Here we have Jesus coming in glory (verse-30), with his angels (verse-31), judgment is implied in that the tribes (of Israel) mourn, and the elect are gathered together. The fact that this occurs at the sound of the trumpet also indicates resurrection (see 1Corinthians 15:52; 1Thessalonians 4:16), which, once again, places the context at the time when the books are opened and the living and the dead are judge out of them (cf. Revelation 20:11-15). Notice, as well, that at this time Jesus sits on his throne (Revelation 20:11), which answers to Jesus sitting on the throne of his glory in Matthew 25:31. All these things I have demonstrated in previous studies concerned Jesus’ coming and his judgment upon Jerusalem and the Temple in 70 AD.
Finally, we could consider once again Jesus’ statement to his Apostles and the crowds with them in Matthew 16. There, Jesus spoke of his suffering and death (Matthew 16:21), and anyone who followed him wouldn’t be treated differently by the authorities of that age (Matthew 16:24-26). Yet, Jesus promised there would come a day of reckoning, a day of judgment of the wicked, and a day of vindication for the righteous.
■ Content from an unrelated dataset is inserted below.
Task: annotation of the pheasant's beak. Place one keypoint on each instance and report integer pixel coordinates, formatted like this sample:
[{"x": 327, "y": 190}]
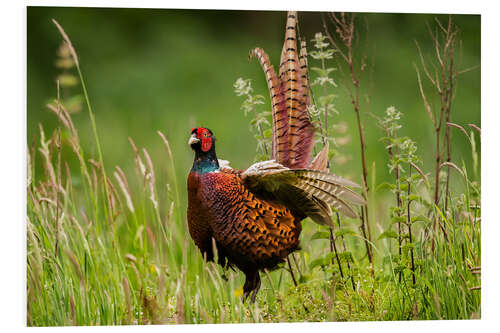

Notice how what Jesus claimed in Matthew 16:27-28 can be compared with what he said in Matthew 25:31:
|Matthew 16:27-28||Matthew 25:31f|
|Coming of the Son of Man (v. 27-28)||Coming of the Son of Man (v. 31)|
|Coming in Glory (v. 27)||Coming in Glory (v. 31)|
|With the angels (v. 27)||With the angels (v. 31)|
|Coming in judgment / reward (v. 27)||Judgment / reward (v. 32-46)|
|Coming in the Kingdom (v. 28)||Then shall he sit on the throne (v. 31)|
|There are some standing here that shall not taste of death until they see the Son of Man coming in his Kingdom (v.28)|
Therefore, there is absolutely no justification whatsoever for removing Matthew 25:31 and following from the context of the rest of the Olivet Discourse. It remains a single, united prophecy about Jesus’ judgment upon Jerusalem and the Temple in 70 AD. At that time and from thenceforth, the nations (Matthew 25:32) would be judged by Jesus for how they received (or rejected) the Gospel.